How to guarantee openness of your project?
Once you have the output of your data, you will need some additional information to guarantee their openness. To do so, it is essential to follow the FAIR principles. FAIR stands for Findable, Accessible, Interoperable and Reusable. Simply providing documents with layout information will not be enough, because those would still be missing some content crucial for FAIRness.
Firstly, there should be some metadata, as in the key information of the corpus, such as title, authors, sources, etc. That way, the corpus is not a lost piece, and the people who will consult it will have an easier time understanding it.
Secondly, and this might be one of the most important steps for being able to say that your data is open, you need to provide documentation about the methods and tools that you used for your transcription. Above all, for the data to be interoperable, you need to mention the software used to create the transcription, as each has its particularities. Moreover, the documentation should also outline the transcription rules that you decide to use, especially in cases where irregularities appeared.

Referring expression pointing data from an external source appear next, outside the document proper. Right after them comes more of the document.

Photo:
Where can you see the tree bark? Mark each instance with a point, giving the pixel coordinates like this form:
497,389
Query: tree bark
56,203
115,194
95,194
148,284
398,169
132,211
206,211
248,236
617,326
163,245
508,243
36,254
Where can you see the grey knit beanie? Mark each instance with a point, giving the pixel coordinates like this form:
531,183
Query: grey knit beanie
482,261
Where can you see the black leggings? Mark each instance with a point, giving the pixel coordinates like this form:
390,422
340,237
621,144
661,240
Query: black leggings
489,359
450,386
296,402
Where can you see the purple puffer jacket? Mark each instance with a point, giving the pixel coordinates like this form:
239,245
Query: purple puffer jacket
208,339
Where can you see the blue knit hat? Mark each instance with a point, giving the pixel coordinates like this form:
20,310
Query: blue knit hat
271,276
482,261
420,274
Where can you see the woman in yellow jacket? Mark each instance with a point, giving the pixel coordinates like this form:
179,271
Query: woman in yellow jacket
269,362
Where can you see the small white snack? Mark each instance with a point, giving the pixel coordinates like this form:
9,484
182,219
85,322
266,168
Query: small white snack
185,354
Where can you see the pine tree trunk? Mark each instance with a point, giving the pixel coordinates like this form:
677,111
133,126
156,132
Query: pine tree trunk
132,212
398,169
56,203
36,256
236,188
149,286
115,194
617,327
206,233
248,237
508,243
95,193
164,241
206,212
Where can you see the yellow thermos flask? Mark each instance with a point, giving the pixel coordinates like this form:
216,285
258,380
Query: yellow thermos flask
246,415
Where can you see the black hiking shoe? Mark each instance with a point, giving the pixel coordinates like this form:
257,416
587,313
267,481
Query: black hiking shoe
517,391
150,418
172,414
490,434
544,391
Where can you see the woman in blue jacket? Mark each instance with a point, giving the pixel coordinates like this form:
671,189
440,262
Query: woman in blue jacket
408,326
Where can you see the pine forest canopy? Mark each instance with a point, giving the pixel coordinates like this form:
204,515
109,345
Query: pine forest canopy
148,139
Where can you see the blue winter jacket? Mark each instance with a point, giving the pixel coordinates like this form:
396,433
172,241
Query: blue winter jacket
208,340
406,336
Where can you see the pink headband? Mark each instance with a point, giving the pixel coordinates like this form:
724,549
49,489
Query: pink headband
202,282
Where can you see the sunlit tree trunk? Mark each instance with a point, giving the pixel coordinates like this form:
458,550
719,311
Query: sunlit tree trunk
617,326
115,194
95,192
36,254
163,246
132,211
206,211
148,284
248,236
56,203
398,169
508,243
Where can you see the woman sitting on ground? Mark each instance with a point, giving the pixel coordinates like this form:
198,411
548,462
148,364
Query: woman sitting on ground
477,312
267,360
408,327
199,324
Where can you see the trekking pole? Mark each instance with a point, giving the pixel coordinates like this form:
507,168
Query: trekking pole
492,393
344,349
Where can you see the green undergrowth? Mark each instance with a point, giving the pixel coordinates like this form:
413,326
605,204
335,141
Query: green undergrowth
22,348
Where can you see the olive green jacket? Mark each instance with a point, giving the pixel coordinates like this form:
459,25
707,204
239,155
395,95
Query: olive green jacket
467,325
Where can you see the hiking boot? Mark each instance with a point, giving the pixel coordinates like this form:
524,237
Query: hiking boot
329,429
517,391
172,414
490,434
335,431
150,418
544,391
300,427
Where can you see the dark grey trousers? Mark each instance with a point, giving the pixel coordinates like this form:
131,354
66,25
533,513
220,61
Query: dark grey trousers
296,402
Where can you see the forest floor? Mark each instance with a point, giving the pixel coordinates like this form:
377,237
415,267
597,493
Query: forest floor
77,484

It is important to document all choices made so that the people reusing the data will know what to do. Lastly, to make sure that your project is open and reusable, it should be in an open source format. Attention: Some end formats mentioned above, like DOCX, are not open source and should not be used in order to be published.
How to reuse your data?
With your newly open data, many reuse options emerge. This is not an exhaustive list and other methods are also possible. One reuse option is to archive and/or share your work. Doing that ensures you to have a separate, often online backup. It is also a way to share your data, as it could be useful to someone else from the community. Here, you could use the repository Zenodo or the platform for software sharing GitHub, and in a “sharing” more than “archiving” type of way, the catalogue for sharing ATR-ground truth HTR-United could also be an interesting option.
Another reuse option is analysis. ATR-ised large corpora can be explored by lexical analysis, text analysis, statistics, etc. To do so, there are open source tools that can be easily downloaded and used, such as TXM or R. With your data, you might also want to obtain a more enriched format than the one you obtained previously. There are various markup languages that you could use, such as the Text Encoding Initiative (TEI) to have your corpus follow the standard for the representation of texts in digital form, or an HTML transformation, to have them directly ready for a publication.
Finally, you might want to publish your data in plain text format or in the format you selected for your transformation. There are several open-source tools to do this, such as Omeka, or TEI Publisher.
You see, with great transcriptions comes great (re-)usability.
Conclusion
The reuse of ATR outputs encompasses both a strategy for the creator of the resources to take advantage of their full potential, and a contribution to the community at large by providing resources that comply with the FAIR principles. Choices in formats, repositories, publication platforms are integral to the research process and are greatly facilitated by community-based, open services like those presented in this resource.